Sunday, March 20, 2016
As America’s leading pro-Israel group prepares to hear from nearly all the presidential candidates, most eyes in the audience of thousands will be on GOP front-runner Donald Trump.
He’s the wild card whose previous comments about Israel have created some anxiety among many who will attend the American Israel Public Affairs Committee policy conference this week in Washington.
Expect Republicans Ted Cruz and John Kasich to espouse standard conservative fare. Democrat Hillary Clinton probably will stick to well-known positions. Rival Bernie Sanders — trying to become first Jewish candidate to win a major party’s presidential nomination — is skipping the event.
Much like the American electorate at large, the pro-Israel community in the United States is anything but monolithic, and this year’s conference appears set to highlight those different constituencies, including socially liberal Democratic Jews, establishment Republican Jews and conservative evangelical Christians.
In a broad sense, all the candidates confirmed to speak on Monday fall into one of those categories. Except Trump — and therein lies the angst.

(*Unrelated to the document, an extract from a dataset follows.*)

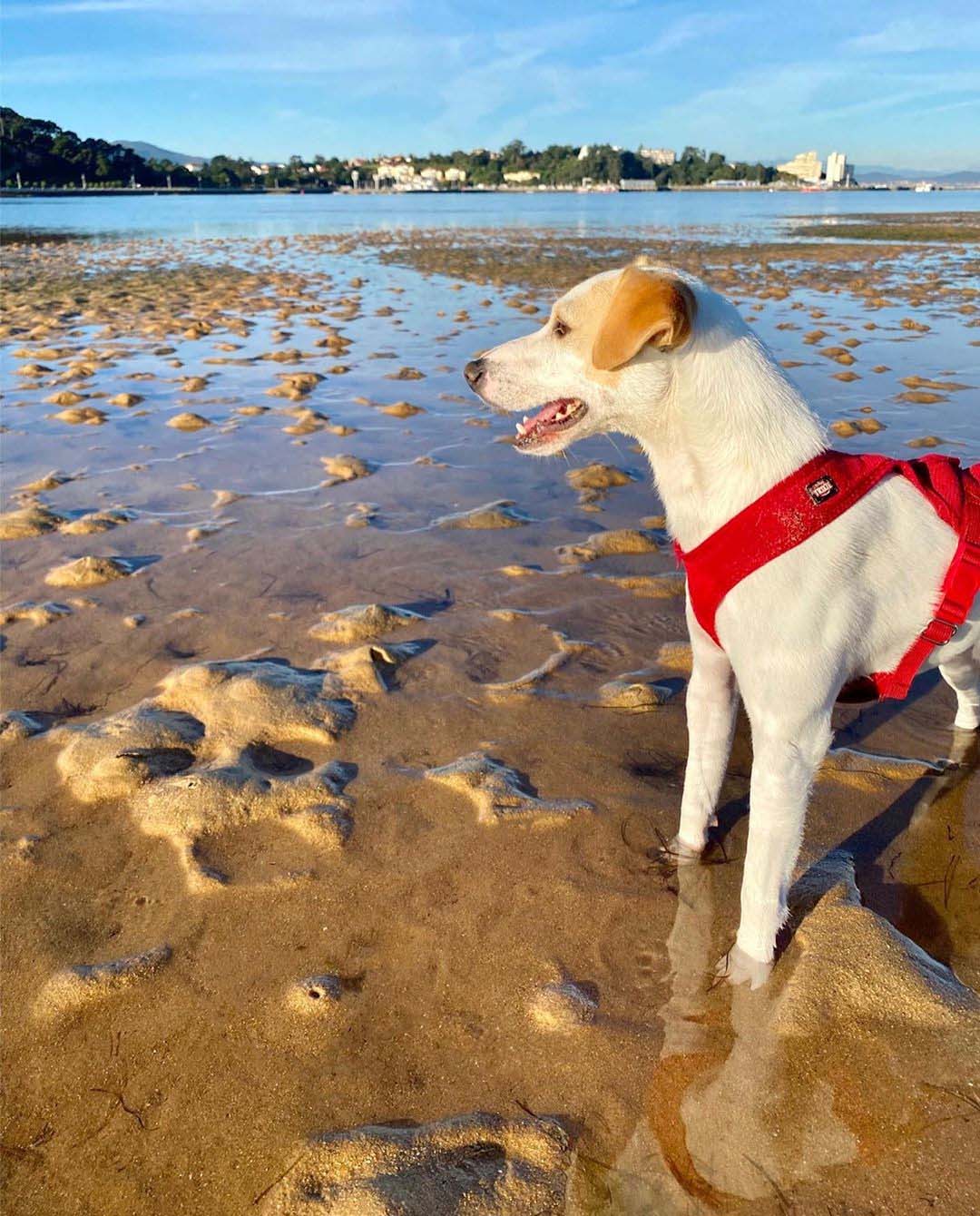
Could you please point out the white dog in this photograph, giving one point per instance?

“Trump has said a lot of things about Israel over the years, most of it favorable but some of it more ambiguous,” said Josh Block, a former AIPAC official who now heads The Israel Project. “This will be an opportunity to address the ambiguity before a serious foreign policy audience.”
AIPAC bills itself as nonpartisan and has never endorsed a candidate. Yet the organization has delved into highly partisan political debates over issues of interest to Israel, most recently and notably the Iran nuclear deal, which it vehemently opposed. In that, it is at odds with ardent deal supporters Clinton and Democrat Bernie Sanders, and to a certain degree, with Kasich, the lone Republican who has not said he would automatically rescind the pact.
Trump and Cruz have promised, if elected, to rip up the agreement.
Beyond that, Cruz has pledged absolute support for Israel, but Trump has been far from clear on how he would approach matters of deep concern to pro-Israel voters.